Wyszedłem z tego koncertu przemoczony potem do ostatniej nitki. Dwie godziny energii zarówno na scenie jak i na widowni. Jednakże przed gwiazdą trasy Varan z Comodo Tour’98, w ramach której ów występ się odbywał udało mi się posłuchać przez parę chwil dwa rozgrzewacze (bardzo dziś żałuje, że i trzeciego, którym był Guess Why, nie dane mi było zobaczyć).

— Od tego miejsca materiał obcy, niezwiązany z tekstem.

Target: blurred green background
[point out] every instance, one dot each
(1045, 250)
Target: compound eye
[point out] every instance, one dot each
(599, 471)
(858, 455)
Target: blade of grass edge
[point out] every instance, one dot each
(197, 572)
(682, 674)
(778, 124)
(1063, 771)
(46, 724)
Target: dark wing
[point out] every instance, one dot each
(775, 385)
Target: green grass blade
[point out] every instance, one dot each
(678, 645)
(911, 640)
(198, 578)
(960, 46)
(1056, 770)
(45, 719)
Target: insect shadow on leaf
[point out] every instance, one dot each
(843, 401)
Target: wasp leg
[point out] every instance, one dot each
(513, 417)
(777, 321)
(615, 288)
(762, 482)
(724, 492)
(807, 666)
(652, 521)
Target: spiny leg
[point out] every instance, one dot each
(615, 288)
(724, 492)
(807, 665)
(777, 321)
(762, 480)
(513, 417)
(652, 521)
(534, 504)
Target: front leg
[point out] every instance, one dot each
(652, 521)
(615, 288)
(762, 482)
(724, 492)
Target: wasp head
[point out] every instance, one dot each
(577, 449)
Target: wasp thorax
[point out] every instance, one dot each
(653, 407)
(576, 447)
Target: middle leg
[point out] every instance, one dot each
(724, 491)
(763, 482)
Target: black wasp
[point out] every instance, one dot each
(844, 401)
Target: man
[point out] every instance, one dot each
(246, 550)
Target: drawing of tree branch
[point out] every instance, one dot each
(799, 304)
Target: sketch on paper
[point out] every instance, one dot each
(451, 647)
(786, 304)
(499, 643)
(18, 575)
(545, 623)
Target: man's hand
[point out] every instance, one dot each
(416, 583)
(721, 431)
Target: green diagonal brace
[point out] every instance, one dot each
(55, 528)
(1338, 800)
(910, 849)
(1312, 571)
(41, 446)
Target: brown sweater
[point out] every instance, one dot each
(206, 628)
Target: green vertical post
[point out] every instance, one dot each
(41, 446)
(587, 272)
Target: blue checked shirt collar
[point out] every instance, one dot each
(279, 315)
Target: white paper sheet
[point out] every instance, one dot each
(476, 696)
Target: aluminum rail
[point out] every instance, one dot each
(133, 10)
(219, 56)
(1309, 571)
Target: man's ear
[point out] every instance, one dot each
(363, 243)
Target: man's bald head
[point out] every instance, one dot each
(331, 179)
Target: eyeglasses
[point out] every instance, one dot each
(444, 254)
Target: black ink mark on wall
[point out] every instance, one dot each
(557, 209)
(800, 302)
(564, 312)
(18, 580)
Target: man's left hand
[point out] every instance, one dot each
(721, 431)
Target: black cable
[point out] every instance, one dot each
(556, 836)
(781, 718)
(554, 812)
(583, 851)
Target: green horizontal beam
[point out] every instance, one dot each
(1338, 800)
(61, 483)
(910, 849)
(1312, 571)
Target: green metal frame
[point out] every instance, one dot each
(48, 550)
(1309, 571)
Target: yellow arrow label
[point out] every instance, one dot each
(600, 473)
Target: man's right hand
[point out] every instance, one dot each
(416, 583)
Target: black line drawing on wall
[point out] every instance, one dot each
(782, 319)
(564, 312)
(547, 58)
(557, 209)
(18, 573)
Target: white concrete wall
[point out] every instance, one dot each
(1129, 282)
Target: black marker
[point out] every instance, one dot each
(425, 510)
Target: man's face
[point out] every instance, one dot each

Tak więc Dog Family nie porwał już tak jak w ’96-tym na Odjazdach, a ale to może wina mojej niepodzielnej zbytnio w tym dniu uwagi, gdyż i nie wiele zapamiętałem z występu Corozone, no może z wyjątkiem okrzyku wokalisty Hej Polska, który skwitowaliśmy uśmieszkiem i udaliśmy się do baru za ścianą.
Był to krok prawidłowy gdyż tam spotkać można było i przez chwilę porozmawiać z samym Licą, co wydaje mi się bardziej pożytecznym i ciekawszym przeżyciem niż występ zakompleksionych (na punkcie kapel amerykańskich pokroju Machine Head) krakowian.
Łyk zimnego napoju i czas udać się pod scenę, z której zaczęły dobiegać dźwięki intro (rodem z Króla Lwa). W takt kolejnych dźwięków zaczęła się przednia zabawa z udziałem jednej z najlepszych grup koncertowych – Acid Drinkers!. Jeśli zależy Wam na poczuciu klimatu to odsyłam do płyty Varran Strikes Back – Alive!!!, będącej zapisem koncertów ze wspomnianej trasy.